The government plans to import 600,000 tonnes of urea, the most commonly used fertiliser, for financial year 2017 at a price of $227 per tonne compared with an average price of $279.02 per tonne during the last financial year. State-run Metals and Minerals Trading Corporation of India (MMTC) will be the importing agency for this tranche on behalf of the Indian government.
This comes at a time when the Bharatiya Janata Party-led government plans to implement direct benefit transfer of fertiliser subsidy on a pilot basis in selected districts across the country. Urea price in India is controlled and is currently sold at a fixed price of Rs5,360 per tonne. The industry is compensated in the form of subsidy for the difference between production cost and selling price.
“The tendering process is over and imports will be done primarily from Iran and China,” said a senior government official requesting anonymity.
Any savings will help the government which has made a provision of Rs70,000 crore on account of fertiliser subsidies in the Union budget of 2016-17. Nearly 73% of this amount was allocated to urea, accounting for the second largest subsidy after food.
The first consignment of urea will reach the country within one-and-a-half months, said another government official, who also did not want to be named, aware of the development.
The National Democratic Alliance is trying to ensure a smooth supply of fertilisers to farmers and has put the rural economy as its prime focus given two successive years of drought. According to the current practice of urea import, it generally takes 60-70 days for urea to reach consumer centres once the fertiliser department decides to import.
“This year imports will be far lower as we have sufficient local production,” the second official quoted above said.
India’s annual demand for urea is around 31 million tonnes (MT).
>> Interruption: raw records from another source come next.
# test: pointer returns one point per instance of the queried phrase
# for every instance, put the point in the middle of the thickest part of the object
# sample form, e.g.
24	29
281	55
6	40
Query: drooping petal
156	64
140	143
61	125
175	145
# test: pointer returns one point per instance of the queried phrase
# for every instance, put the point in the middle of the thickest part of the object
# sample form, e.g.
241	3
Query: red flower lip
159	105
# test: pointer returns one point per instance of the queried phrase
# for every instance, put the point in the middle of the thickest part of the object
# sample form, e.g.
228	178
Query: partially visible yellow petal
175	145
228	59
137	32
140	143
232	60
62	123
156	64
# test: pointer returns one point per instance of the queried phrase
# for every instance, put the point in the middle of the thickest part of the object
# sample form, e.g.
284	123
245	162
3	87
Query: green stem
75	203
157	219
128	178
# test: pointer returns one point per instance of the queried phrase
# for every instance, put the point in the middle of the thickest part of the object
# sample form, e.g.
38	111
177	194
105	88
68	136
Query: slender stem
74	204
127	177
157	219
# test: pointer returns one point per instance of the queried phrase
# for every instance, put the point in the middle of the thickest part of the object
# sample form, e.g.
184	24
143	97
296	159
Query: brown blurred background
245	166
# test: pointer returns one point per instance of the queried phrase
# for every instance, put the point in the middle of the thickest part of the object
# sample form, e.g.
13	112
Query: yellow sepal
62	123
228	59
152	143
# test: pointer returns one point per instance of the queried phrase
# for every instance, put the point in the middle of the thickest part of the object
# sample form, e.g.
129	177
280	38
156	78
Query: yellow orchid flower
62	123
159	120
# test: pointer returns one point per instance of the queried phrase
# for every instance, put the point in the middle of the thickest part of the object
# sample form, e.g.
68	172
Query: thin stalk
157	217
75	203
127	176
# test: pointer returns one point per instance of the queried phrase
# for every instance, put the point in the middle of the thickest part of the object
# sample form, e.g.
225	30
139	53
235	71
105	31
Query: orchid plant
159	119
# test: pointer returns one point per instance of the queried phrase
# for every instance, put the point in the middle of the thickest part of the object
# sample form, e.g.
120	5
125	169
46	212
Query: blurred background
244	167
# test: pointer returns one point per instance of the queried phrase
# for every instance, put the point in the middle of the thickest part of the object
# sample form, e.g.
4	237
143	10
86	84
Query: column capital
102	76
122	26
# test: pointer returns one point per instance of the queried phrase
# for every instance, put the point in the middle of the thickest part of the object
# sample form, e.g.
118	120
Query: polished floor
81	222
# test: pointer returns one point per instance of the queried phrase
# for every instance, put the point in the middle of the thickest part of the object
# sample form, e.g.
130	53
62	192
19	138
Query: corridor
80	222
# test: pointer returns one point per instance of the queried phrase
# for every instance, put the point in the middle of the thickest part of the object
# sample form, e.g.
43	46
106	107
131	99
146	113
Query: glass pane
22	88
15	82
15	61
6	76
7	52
The country witnessed a record production of 24.5 MT of urea for the financial year ended 31 March 2016. Due to an increase in the domestic production, urea import in the country during the last fiscal came down by around 3.4% to 8.47 MT compared with 8.75 MT in 2014-15.
Queries emailed on 2 May to the ministry of chemicals and fertilizers and MMTC remained unanswered.
Even if India achieves the same production level of urea as witnessed in financial year 2016, given that demand is around 31 MT, it is expected to import around 6.5 MT of urea for financial year 2017. A back of the envelope calculation shows that if urea prices remain at the same level, the government will save at least $300 million in the current financial year.
While addressing a press conference in New Delhi on 31 March, Union minister for chemicals and fertilizers Ananth Kumar had said that the additional production of urea in the last financial year has not only helped in saving foreign exchange but also in import substitution.
Analysts believe that the price at which urea imports are being done is fairly reasonable.
“Urea prices have recovered from the earlier price of $200 during end of last year and so the price of $227 per tonne seems reasonable. There is an upward pricing risk going forward if oil prices go up, which may lead to increase in gas prices,” said K. Ravichandran, senior vice-president and co-head, corporate ratings, Icra Ltd. Gas is a critical component used in the production of urea.
At present, three state-run firms—State Trading Corporation of India, MMTC and Indian Potash Ltd—are allowed to import urea. Moreover, these importing agencies are given instructions by the government for the quantum and timing of import.
VCCircle on 30 March reported that the government has set up a committee led by Amitabh Kant, chief executive officer of Niti Aayog, to give recommendations on de-canalising urea imports which will allow more firms to import urea.